It is all about the money, honey-or is it? Du’s John Lincoln gives you the skinny on how to secure funding for your SME.

May 30, 2012 5:58 by

“Our goals can only be reached through a vehicle of a plan, in which we must fervently believe, and upon which we must vigorously act. There is no other route to success.”  Stephen A. Brennan

If you are in the business of business, and if you need to raise funds, then a business plan is an imperative that you should spend time, effort and money on. Make sure that your business plan is SMART (Specific, Measurable, Actionable and Time bound)! You cannot be all things to all people indefinitely. If your plan is not focused and time bound, it in all likelihood is not a realistic plan.  Without a plan, you cannot raise funds, let alone act or respond to changes in the whitewater environment of business.

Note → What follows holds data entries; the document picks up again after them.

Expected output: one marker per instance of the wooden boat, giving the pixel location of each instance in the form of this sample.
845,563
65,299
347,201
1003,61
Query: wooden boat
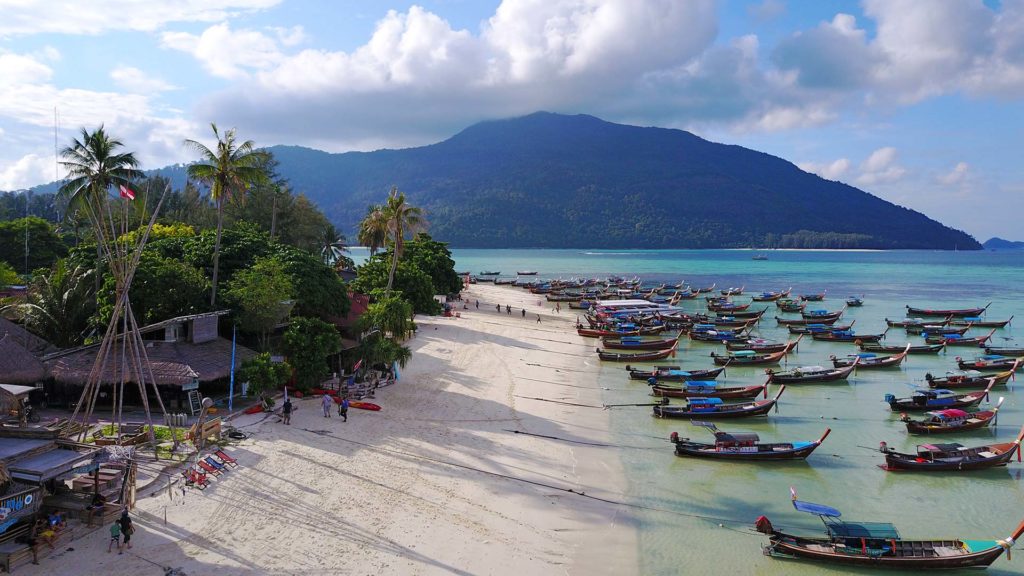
957,340
708,388
810,374
924,348
816,328
989,363
878,545
1005,351
771,296
951,420
847,336
715,408
937,399
952,457
967,379
636,342
813,297
673,374
979,323
638,357
963,313
743,446
762,345
749,358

In business and in personal life, cash is the life line for everything we do. There are many sources of funding that a small business owner and or an investor can turn to fund their new business, and or mange the growth of an existing business. But how do you secure funding? In this article I will outline what lenders and investors look for before funding.


1. Owner credibility

Do you have references to attest to your character and professional and or entrepreneurial capabilities? People invest in people first!

2. Business plan

Do you have a well documented business plan? If you do not have, don’t bother wasting your time further. No one else will waste their time with you J

3. Vision and mission

Have you clearly articulated what the vision and mission of your venture is? This does not mean that you cut and copy paste from others to create your vision and mission statement. (I have seen this too many times).

4. Is the idea marketable?

First and foremost, you must have a business plan with a marketable idea. If it cannot be marketed, you are day dreaming.  Is your market reachable?

5. Target market

You should have a clear view as to who your target market would be and whether the market potential is realistic or unrealistic, too narrow or has high potential for growth.

6. Commercial model

How is money flowing to your business? Is it easy to explain or is it as complex as the Enron cash flows? Will the other players in the industry value chain tolerate your existence and let you “eat their lunch”?

7. Operating model

Do you have a well articulated process as to how your business would be run? These includes the processes on hiring, accounting,  product development, sales and marketing, supply chain management and other processes required to operate your business.

8. Business strategy

Is there a business strategy to execute on the plan? Is the strategy realistic?

9. Risk mitigation

Have you identified the potential market, technological, legal and human capital risks for your new venture?  If risks have been identified, do you have a view and a plan as to how you will mitigate these risks?

10. Profit potential

You business plan should reflect realistic profit potential in a reasonable period of time. The annual rate of returns should be high enough to compensate the risk that a potential investor is making.